Often times, when writing a review, I have a hard time categorizing a band or describing a band because they don’t sound like anything else we’ve heard. While that’s certainly true for Bronze Radio Return, the sextet out of Hartford, Connecticut, I found myself having trouble defining them because I hear so many different influences inside their unique sound. The combination that they’ve found has led to Up, On & Over, one of the year’s best albums.
The album begins with the title track, a great upbeat song that shows that this band certainly has a unique sound. It’s awesome driving music, the kind of music with tempo and instrumentation that makes you feel like you should be moving with the wind blowing in through the windows. The second track, “Mister, Mister”, sounds like Bronze Radio Return’s homage to Mumford and Sons. Using banjos and a great bass drum beat (more of that to come), the song is about giving what you have to to “the man”. “Hey mister, mister, you can have my days, but you better leave my nights alone.”
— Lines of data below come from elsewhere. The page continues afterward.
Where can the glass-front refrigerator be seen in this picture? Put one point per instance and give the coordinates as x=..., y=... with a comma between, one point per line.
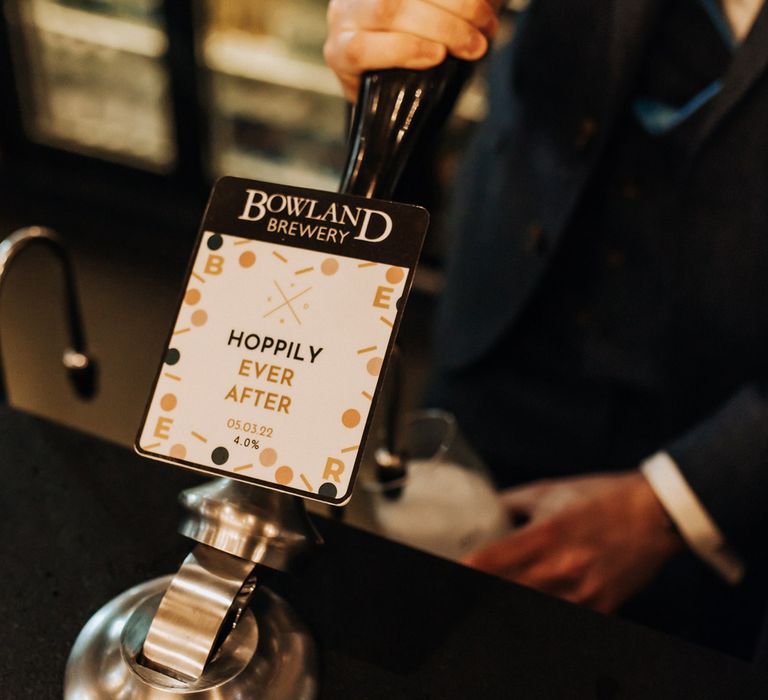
x=92, y=78
x=276, y=112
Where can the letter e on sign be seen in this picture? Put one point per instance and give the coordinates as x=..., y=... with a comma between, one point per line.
x=214, y=265
x=382, y=296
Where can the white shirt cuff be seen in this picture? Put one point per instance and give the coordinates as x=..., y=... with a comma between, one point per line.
x=693, y=521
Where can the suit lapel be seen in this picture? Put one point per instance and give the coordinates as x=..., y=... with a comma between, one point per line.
x=749, y=63
x=631, y=24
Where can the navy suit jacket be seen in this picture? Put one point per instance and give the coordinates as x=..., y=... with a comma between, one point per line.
x=556, y=94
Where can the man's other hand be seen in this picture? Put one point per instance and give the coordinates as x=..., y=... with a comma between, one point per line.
x=593, y=540
x=366, y=35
Perhaps the best song on the album, and the best driving song since fun.’s “Some Nights” is “Further On,” a song about moving that uses Bronze Radio Return most trustworthy instrument, drums. The drums on this album are the thing that makes it kick and makes it feel like something really unique. Paired with the harmonica on “Further On” makes the song sound really unique and the perfect compliment to July. “Rather Never Know” sounds remarkably like a Death Cab For Cutie song, especially the vocals. The album as a whole seems like an homage to the bands that have inspired them.
“World Spin, Home Spun” is a song that resembles The Lumineers with mandolins and an acoustic sound. It’s about coming home to a town that you left a long time ago. It’s a song that hits close to home for me and I imagine that many of you might agree. “And when you arrive to half hugs and empty eyes,/ and everyone stops asking where you been./ Just then you realize that while you were out chasing brides,/ everybody else got settled in.” One of the really unique songs on the album is “Above, Below”, a song that reminds me of John Fullbright. It’s about the entities above and below us. “If what they say, what they say, what they say is true,/ that a spirit down below watches under you,/ then I wanna know, when his fame begins to fade,/ what makes the devil afraid?”
This album has so much awesome stuff on it, that this review seems like a disservice. I’d like to talk about every song, but you ought to just go and buy the album. Up, On & Over will certainly make one of our end of the year lists and there’s not a better album for the summer that I’ve heard this year. Maybe ever.